Don’t Let Money Go Down the Drain Due to Modifier 52, 53 Confusion

Anesthesia, patient well-being can clue you in to the best modifier choice.

When your urologist ends a procedure early, you know you need to append a modifier to the procedure code, but the challenge is deciding between modifier 52 or...

Anesthesia, patient well-being can clue you in to the best modifier choice.

When your urologist ends a procedure early, you know you need to append a modifier to the procedure code, but the challenge is deciding between modifier 52 or 53. Learn the very specific criteria for reporting each modifier to ensure successful coding every time.

Serenity Bay Chronicles

Turn to 52 for ‘Physician Discretion’

You should use modifier 52 when your urologist, while performing a service or procedure, chooses to partially reduce or eliminate a portion of the code’s requirements.“Under certain circumstances a service or procedure is reduced at the physician’s discretion and this decision can be made prior to or during the procedure,” explains Daniel J. Rogers, practice manager for Gulf South Urology in Biloxi, Miss.

You should use modifier 52 when services your urologist performs are less than those described by the code. For instance, you can use modifier 52 when the urologist performs a service/procedure unilaterally when code specifies “bilateral.” In such a case, you must be certain that there is no designated CPT code to describe the lesser procedure.

Example: Your urologist performs a retropubic radical prostatectomy with nerve sparing and a unilateral pelvic node dissection. Report 55845-52 (Prostatectomy, retropubic radical, with or without nerve sparing; with bilateral pelvic lymphadenectomy …) for the procedure.

Because the code descriptor for 55845 specifies bilateral, and the urologist performed only a unilateral node dissection, you should append modifier 52. You do not have to indicate the side, but that information should be in your urologist’s documentation if the payer requests the documentation.

Tip: Let the payer reduce the fee for the procedure when you use modifier 52. Do not apply the fee reduction on the claim. If you do, the payer may still reduce your reimbursement because of the modifier, and you may then receive a double fee reduction.

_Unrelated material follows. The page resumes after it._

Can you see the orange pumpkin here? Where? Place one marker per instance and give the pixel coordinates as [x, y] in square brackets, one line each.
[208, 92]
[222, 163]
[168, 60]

Tackle Extenuating Circumstances With 53

You will use modifier 53 when your urologist ends a procedure due to a threat to the patient’s well being or other extenuating circumstances, says Leah Gross, CPC, coding lead at Metro Urology in St. Paul, Minn. For example, if the equipment your urologist is using fails, and he has to discontinue the procedure before completion, append modifier 53 to the procedure code. Note: Equipment failure qualifies as an extenuating circumstance.

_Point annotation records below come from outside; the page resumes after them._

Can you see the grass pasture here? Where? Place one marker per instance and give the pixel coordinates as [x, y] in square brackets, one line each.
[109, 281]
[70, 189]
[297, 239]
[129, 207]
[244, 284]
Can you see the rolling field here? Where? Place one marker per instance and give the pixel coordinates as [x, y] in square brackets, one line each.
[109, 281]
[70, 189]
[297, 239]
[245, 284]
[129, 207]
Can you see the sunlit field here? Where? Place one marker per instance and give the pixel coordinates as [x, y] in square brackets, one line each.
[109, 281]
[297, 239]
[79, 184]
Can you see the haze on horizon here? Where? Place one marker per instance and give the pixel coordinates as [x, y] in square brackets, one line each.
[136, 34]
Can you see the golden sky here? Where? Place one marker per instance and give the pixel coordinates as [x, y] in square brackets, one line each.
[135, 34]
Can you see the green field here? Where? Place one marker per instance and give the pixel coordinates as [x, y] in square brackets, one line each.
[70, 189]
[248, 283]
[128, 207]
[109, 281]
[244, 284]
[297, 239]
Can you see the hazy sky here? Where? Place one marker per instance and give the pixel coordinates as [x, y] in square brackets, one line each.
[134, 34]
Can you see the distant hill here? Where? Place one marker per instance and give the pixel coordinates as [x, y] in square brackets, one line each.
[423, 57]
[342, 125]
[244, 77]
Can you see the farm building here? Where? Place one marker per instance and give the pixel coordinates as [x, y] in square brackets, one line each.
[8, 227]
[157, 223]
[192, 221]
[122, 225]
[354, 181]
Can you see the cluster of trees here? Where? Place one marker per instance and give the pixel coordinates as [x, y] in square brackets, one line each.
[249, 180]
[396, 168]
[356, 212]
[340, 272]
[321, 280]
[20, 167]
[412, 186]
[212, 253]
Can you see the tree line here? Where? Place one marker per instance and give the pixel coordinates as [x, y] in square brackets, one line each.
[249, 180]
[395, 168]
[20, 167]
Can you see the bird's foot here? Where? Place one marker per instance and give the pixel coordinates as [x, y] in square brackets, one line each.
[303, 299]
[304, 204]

Documentation clue: Look at your urologist’s documentation to see if the patient underwent anesthesia. You can only use modifier 53 after anesthesia administration and/or a surgical prep took place, and the procedure was actually started, Gross cautions. CPT “specifically states that the procedure was started but discontinued due to extenuating circumstances. This implies that the patient has been fully prepped and anesthetized for surgery,” Rogers confirms.

Example: Your urologist performs a transurethral resection of the prostate (TURP) but must terminate the procedure before finishing because the patient’s blood pressure drops significantly for an extended period of time. You should report code 52601-53 (Transurethral electrosurgical resection of prostate , including control of postoperative bleeding, complete [vasectomy, meatotomy, cystourethroscopy, urethral calibration and/or dilation, and internal urethrotomy are included]) for the TURP procedure. Just as with modifier 52, you should let the payer reduce the fee on services to which you attach modifier 53. Otherwise, you risk additional payment reductions.

Bottom line: “When reading the operative report of a discontinued service, simply look at the reason for the discontinuance,” Rogers says. “Was it an extenuating circumstance — in which case it would be it would modifier 53? Was it physician discretion? Then it would be modifier 52.”

Facility difference: If you are coding only for facility payment, such as for an ambulatory surgical center (ASC), use modifiers 73 (Discontinued outpatient procedure prior to anesthesia administration) or 74 (Discontinued outpatient procedure after anesthesia administration) instead of 52 and 53, says Nancy Giffin, MA, CPC, CUC, billing manager for five physicians at the Swedish Urology Group in Seattle.